“Elegiac” is a term used to describe certain types of writing and can refer to two specific meters within poetry. As a general description, it often indicates a work that can be described as an “elegy,” which is often contemplative or mournful in tone and frequently. Though not always, it may be written for someone who has died. Within a classical context, the term “elegiac” refers to a couplet, two paired lines in a poem, that are written in dactylic meters. This same term in reference to an English poem often indicates a poem consisting of quatrains, four lines together, written in iambic pentameter.
A work that is described as “elegiac” in general terms typically indicates that it is an elegy. These types of works are often written for someone who has died, though this is not required, and usually take on an introspective tone. Such poems can be written in the memory of someone, mourning their passing, or simply as a work that contemplates the natural world in a way that is often more somber than celebratory.
There are also very specific forms of elegiac poetry that can be written or referred to, each with different but precise metrical structures. In classical writing, specifically Greek or Roman works, this form of poetry consists primarily of couplets. A couplet is a pair of lines together that often share an end rhyme and usually function as a complete stanza.
Both of the lines in a classical elegiac structure are written in dactylic meter. This refers to the feet of each line, which are simply groups of syllables that are considered together to form patterns within the work. A dactylic foot, or dactyl, consists of one long syllable followed by two short syllables, though in English this is changed to one stressed syllable and then two unstressed.
The first line of an elegiac couplet is written in dactylic hexameter, which means that the line consists of six feet that are each created as a dactyl. The word “hexameter” includes the prefix “hex-” which means “six,” indicating that the line has a meter of six feet, and “dactylic” describes those feet. The second line in the couplet is written in dactylic pentameter, which has only five feet, indicated by the “penta-” prefix, that each consist of a dactyl.

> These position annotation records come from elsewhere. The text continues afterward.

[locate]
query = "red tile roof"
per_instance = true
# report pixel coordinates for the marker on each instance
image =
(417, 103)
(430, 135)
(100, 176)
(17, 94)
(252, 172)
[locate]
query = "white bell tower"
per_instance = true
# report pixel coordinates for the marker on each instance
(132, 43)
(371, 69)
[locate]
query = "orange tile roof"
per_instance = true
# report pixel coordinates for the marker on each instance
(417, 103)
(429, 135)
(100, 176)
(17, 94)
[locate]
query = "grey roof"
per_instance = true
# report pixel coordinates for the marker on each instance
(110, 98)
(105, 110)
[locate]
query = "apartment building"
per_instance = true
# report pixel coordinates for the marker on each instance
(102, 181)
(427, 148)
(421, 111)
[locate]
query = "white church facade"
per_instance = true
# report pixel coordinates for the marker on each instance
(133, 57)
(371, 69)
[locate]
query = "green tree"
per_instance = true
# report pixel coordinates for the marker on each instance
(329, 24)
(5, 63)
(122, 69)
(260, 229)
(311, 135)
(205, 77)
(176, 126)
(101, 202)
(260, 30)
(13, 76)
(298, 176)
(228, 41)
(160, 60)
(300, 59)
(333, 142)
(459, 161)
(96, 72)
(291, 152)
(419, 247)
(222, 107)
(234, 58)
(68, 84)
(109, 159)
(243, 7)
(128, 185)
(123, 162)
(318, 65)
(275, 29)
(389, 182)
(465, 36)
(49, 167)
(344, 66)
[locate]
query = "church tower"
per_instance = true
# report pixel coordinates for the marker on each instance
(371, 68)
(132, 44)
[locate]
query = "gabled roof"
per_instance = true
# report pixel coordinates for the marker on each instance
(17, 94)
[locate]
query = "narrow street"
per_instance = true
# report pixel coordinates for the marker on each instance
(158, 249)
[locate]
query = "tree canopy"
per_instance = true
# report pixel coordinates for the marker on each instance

In contrast to this, an English elegiac work is typically written as a quatrain in iambic pentameter. A quatrain is a stanza that consists of four lines and in this type of work they often have an alternating rhyme scheme; the first and third lines rhyme, as do the second and fourth. The word “iambic” describes a metrical structure in which each foot of the line consists of an “iamb,” which is a short syllable followed by a long or an unstressed syllable followed by a stressed. Iambic pentameter indicates five feet per line, and each foot consists of an iamb.